A city boy raised in Montgomery, Bannon’s agriculture work started as a student at Auburn in the late ‘60s. He fondly remembers beginning the day at 2:30 a.m. at the milking parlor, finishing work five hours later, washing off his boots and going to class.
“I still have notes from my rural sociology class at 8 a.m. where I drifted off to sleep and didn’t finish writing,” he said with a laugh.
After graduating from Auburn, his first job was with the Wiregrass Research and Experiment Station in Headland from 1972 to 1974. It was there he met his wife, Susan.
Bannon received his doctorate in plant pathology from Louisiana State University in 1977. The following year, he joined the research staff at Monsanto in St. Louis, where he was part of the team responsible for developing Roundup®. At the next stop in his career, Micogen, he discovered a previously unidentified fungus.

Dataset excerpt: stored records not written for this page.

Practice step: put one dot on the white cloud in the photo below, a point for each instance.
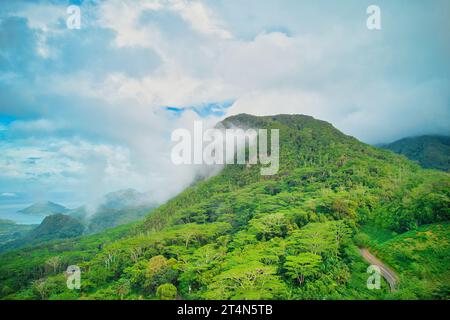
(8, 194)
(200, 18)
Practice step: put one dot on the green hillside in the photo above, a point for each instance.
(240, 235)
(429, 151)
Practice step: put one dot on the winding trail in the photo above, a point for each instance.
(387, 273)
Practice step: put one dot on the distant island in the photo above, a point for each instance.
(44, 209)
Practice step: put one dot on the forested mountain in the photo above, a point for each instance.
(429, 151)
(240, 235)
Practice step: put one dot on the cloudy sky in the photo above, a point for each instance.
(84, 112)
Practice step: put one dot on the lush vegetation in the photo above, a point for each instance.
(428, 151)
(240, 235)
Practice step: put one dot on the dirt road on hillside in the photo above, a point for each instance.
(387, 273)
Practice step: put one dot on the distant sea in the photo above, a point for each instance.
(9, 211)
(9, 207)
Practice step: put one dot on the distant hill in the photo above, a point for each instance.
(431, 152)
(44, 209)
(117, 208)
(10, 231)
(57, 226)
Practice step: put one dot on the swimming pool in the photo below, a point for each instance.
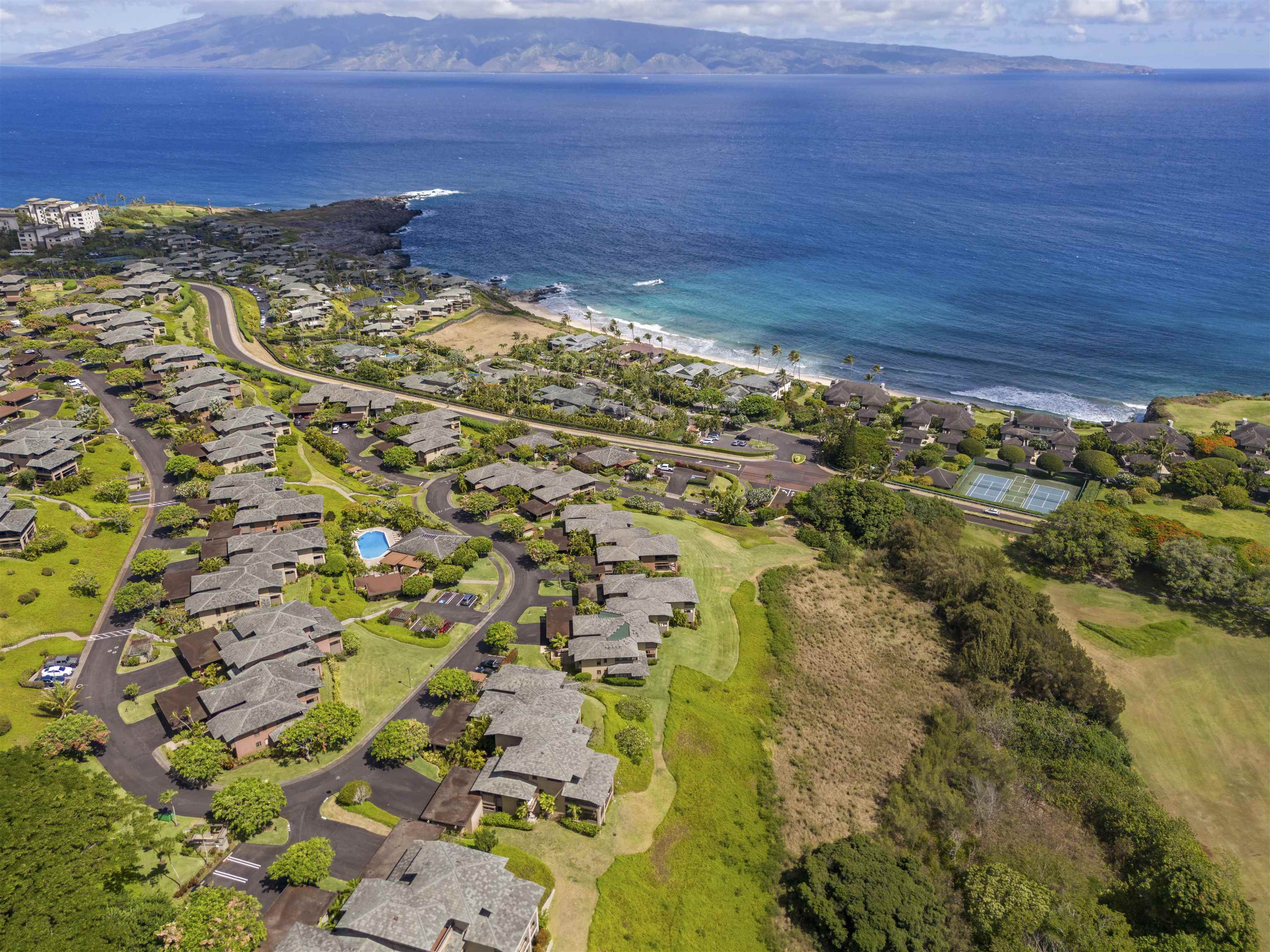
(372, 544)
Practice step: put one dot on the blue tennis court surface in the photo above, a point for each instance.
(988, 488)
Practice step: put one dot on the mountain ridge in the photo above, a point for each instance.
(544, 45)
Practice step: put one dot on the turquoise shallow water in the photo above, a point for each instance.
(1067, 243)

Bannon returned to Auburn University in 1989 as the director of the E.V. Smith Research Center in Shorter and was promoted to director of all outlying units in 2001. At the time of his retirement, AAES included 15 outlying units. He said AAES projects provide essential research for improving farming practices.
“Regardless of the tools used to breed new varieties or discover new agriculture chemistry, it still must be tested under field conditions,” Bannon said. “The AAES is really where the rubber meets the road. If it doesn’t work out here, it’s not going to work.”
Federation President Jimmy Parnell said Bannon’s exemplary career made him highly deserving of the Service to Agriculture award.
“Dr. Bannon is very humble about his contributions to Alabama’s farmers, but he has been a part of important agricultural research for nearly 40 years,” Parnell said. “We are proud to recognize his passion and dedication with the Service to Ag Award.”
Outside his work with AAES, Bannon is adviser for Auburn’s Alpha Gamma Rho chapter, an agriculture fraternity, and was Auburn’s chairman of the Institutional Animal Care and Use Committee (IACUC). He recently finished his final assignment at Auburn, writing a 555-page report to continue the school’s IACUC accreditation for responsible and humane treatment, care and use of all research animals.
“Agriculture is the backbone of this country,” Bannon said. “It’s just like the sign says — ‘Farming Feeds Alabama.’ It’s so important, and most individuals don’t understand that.”
Bannon will receive his award Dec. 7 at the opening general session of the Federation’s 93rd annual meeting in Montgomery.